= Carol Tanner =

American physicist

Carol Elizabeth Tanner is a retired American physicist whose research involved high-precision measurements of the hyperfine structure of ultracold cesium atoms in order to study parity non-conservation. She has also applied laser transmission spectroscopy to detect DNA and differentiate the DNA of different related species in samples. She is a professor emerita in the Department of Physics & Astronomy at the University of Notre Dame.

==Education and career==
Tanner studied physics at the University of Illinois Urbana-Champaign, graduating in 1980. She continued her studies in physics at the University of California, Berkeley, where she received a master's degree in 1982 and completed her Ph.D. in 1985. Her doctoral work with Eugene D. Commins resulted in the dissertation Measurement of Stark Amplitudes in the $6\,^2{\!P}_{1/2}\to 7\,^2{\!P}_{1/2}$ Transition of Atomic Thallium.

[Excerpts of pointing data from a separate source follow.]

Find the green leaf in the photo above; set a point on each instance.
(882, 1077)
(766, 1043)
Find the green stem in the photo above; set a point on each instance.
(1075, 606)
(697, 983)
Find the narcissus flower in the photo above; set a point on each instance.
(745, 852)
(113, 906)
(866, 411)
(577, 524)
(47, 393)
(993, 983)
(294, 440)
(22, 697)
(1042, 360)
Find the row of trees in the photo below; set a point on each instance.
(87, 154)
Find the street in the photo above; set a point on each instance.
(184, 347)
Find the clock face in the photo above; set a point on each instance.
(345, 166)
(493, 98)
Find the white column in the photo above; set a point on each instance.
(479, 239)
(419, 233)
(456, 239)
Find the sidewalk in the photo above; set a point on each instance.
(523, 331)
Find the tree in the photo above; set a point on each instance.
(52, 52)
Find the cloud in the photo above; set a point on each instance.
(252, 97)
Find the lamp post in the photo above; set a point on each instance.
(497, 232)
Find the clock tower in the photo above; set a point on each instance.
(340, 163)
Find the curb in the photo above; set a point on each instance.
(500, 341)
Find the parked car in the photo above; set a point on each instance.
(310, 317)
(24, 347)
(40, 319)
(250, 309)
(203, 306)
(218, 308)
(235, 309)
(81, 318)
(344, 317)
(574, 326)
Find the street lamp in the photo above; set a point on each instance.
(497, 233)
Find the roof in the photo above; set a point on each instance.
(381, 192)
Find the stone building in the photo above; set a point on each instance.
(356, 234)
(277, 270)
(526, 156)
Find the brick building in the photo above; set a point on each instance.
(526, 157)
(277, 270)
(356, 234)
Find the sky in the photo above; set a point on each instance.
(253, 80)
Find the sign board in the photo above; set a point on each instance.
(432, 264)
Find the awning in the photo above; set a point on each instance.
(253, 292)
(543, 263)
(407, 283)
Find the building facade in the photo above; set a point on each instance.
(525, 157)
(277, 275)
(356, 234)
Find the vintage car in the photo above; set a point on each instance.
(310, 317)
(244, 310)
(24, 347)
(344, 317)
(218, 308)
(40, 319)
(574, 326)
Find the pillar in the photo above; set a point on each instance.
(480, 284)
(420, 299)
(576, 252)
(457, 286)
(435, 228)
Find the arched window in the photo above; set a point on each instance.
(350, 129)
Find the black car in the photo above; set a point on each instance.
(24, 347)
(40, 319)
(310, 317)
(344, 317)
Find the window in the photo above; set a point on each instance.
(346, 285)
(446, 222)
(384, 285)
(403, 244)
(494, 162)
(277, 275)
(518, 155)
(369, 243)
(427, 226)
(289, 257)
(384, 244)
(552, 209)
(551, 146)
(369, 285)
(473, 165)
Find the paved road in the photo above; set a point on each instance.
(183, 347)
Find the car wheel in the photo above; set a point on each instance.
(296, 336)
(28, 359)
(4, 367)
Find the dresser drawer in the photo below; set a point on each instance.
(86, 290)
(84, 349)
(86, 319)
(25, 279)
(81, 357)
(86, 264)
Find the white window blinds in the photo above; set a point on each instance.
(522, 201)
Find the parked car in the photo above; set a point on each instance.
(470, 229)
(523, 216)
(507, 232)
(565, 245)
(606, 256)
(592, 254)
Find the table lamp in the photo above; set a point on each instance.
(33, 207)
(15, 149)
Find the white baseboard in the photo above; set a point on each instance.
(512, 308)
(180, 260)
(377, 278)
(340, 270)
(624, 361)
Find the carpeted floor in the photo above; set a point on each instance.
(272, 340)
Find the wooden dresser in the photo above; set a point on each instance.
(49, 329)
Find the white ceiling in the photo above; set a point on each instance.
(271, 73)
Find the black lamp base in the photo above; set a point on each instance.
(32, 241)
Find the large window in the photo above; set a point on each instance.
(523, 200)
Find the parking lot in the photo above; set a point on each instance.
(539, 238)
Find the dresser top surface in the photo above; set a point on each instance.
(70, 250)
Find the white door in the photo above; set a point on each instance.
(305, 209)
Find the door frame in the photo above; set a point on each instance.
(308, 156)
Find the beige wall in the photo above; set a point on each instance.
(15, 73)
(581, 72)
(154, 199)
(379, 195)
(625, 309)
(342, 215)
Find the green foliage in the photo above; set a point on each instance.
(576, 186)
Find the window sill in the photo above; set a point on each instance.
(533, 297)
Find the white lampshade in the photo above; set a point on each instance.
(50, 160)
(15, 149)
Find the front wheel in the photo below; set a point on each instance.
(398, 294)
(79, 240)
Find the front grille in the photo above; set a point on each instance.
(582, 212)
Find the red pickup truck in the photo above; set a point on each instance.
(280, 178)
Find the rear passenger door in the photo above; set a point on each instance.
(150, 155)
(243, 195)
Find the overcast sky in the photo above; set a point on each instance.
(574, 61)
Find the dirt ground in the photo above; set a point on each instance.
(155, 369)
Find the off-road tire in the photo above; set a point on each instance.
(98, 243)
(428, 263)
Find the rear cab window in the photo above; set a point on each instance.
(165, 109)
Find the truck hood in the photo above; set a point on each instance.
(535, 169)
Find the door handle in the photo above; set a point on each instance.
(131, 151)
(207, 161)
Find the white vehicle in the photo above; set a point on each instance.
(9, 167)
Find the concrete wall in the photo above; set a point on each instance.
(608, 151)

After postdoctoral research at the University of Colorado and National Institute of Standards and Technology, she became an assistant professor at Notre Dame in 1990. She was promoted to associate professor in 1996 and full professor in 2006. She retired and became professor emerita in 2019.

==Recognition==
Tanner was named as a Fellow of the American Physical Society (APS) in 2002, after a nomination from the APS Topical Group on Precision Measurement and Fundamental Constants, "for her contributions to the understanding of atomic structure through precision measurements of atomic lifetimes and transition amplitudes". Tanner's work on DNA detection won second place in the 2011 Nanotechnology New Ventures Competition.